#  > Islam >  > Column Islam >  Kerstgroeten??

## Tha Girl

*Is het toegestaan de feesten van de christenen bij te wonen en hen feliciteren?* 

Alle Lof is aan Allah.
Ibn al-Qayyim (moge Allah genadig met hem zijn) zei: Het is de moslims niet toegestaan de feesten van de mushrikeen bij te wonen volgens de concensus van de respectabele geleerden. De Fuqaha (rechtsgeleerden) die de 4 wetscholen (madhab) volgen, hebben dit duidelijk in hun boeken vermeldAl-Bayhaqi leverde over met een sahih isnaad (betrouwbare keten van overleveraars) van Umar ibn al-Khattab dat deze zei: Ga niet naar de mushrikeen in hun kerken op de dagen van hun feesten, want de Goddelijke Toorn daalt over hen neer. En Umar zei ook: Vermijdt de vijanden van Allah op hun feesten.Al-Bayhaqi leverde met een jayyid isnaad over van AbdAllah ibn Amr dat deze zei: Wie zich vestigt in een land van niet-Arabieren en hun nieuw jaar en feesten viert en hen imiteert en in deze staat sterft, zal met hen verzameld worden op de Dag der Opstanding. (ahkaam ahl al-dhimma , 1/723-724)
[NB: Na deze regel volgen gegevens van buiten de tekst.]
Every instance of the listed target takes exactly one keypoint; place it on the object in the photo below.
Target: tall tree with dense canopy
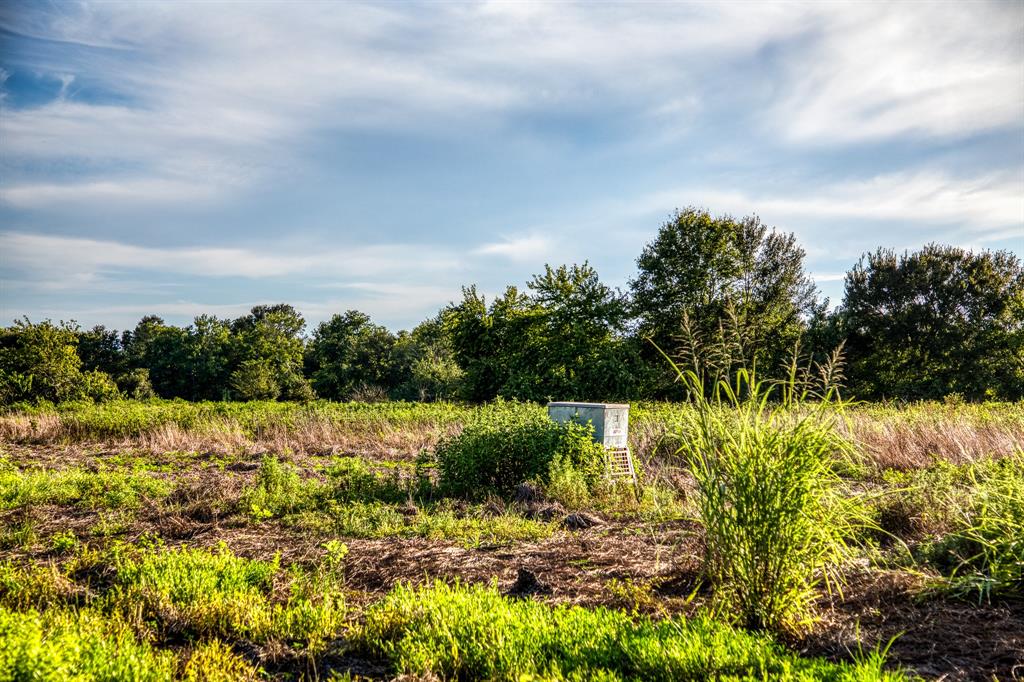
(268, 343)
(348, 354)
(936, 322)
(731, 281)
(582, 351)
De ongelovigen feliciteren met Kerstmis of andere van hun feestdagen is haraam, volgens alle geleerden. Ibn al-Qayyim (moge Allah genadig met hem zijn) zei in ahkaam al-dhimma: De kuffaar feliciteren met rituelen die alleen bij hen horen is haraam, net als hen feliciteren met hun feesten en vasten door te zeggen: prettige feestdagen of veel plezier met je feestof iets dergelijks. Als degene die dit zegt gered is van kufr (dus moslim is) is dit nog steeds verboden. Het is als iemand feliciteren met het buigen voor het kruis of erger dan dat. Het is een net zo grote zonde als het feliciteren van iemand die wijn drinkt, of vermoord heeft of onwettige sexuele relaties heeft enz. Velen van degene die geen respect voor hun religie hebben, vallen in deze valkuil; zij realiseren zich het beledigende van deze handelingen niet. Wie iemand feliciteert met zijn ongehoorzaam of bidah (toevoegingen) of kufr (ongeloof) stelt zichzelf bloot aan de Toorn en Woede van Allah.
Het feliciteren van de kuffaar op hun feestdagen is haraam in de mate zoals ibn al-Qayyim beschrijft, omdat het impliceert dat iemand deze handelingen van kufr accepteert of goedkeurt, zelfs als men deze handelingen niet accepteert voor zichzelf. De moslim zou geen daden van kufr moeten accepteren of goedkeuren, want Allah zal niets van dit accepteren, zoals Hij zegt (interpretatie van de betekenis): Als jullie niet geloven; voorwaar Allah heeft jullie niet nodig. En de ondankbaarheid van Zijn dienaren behaagt Hem niet; maar wanneer jullie dankbaar zijn dan heeft Hij behagen in jullie. (39:7)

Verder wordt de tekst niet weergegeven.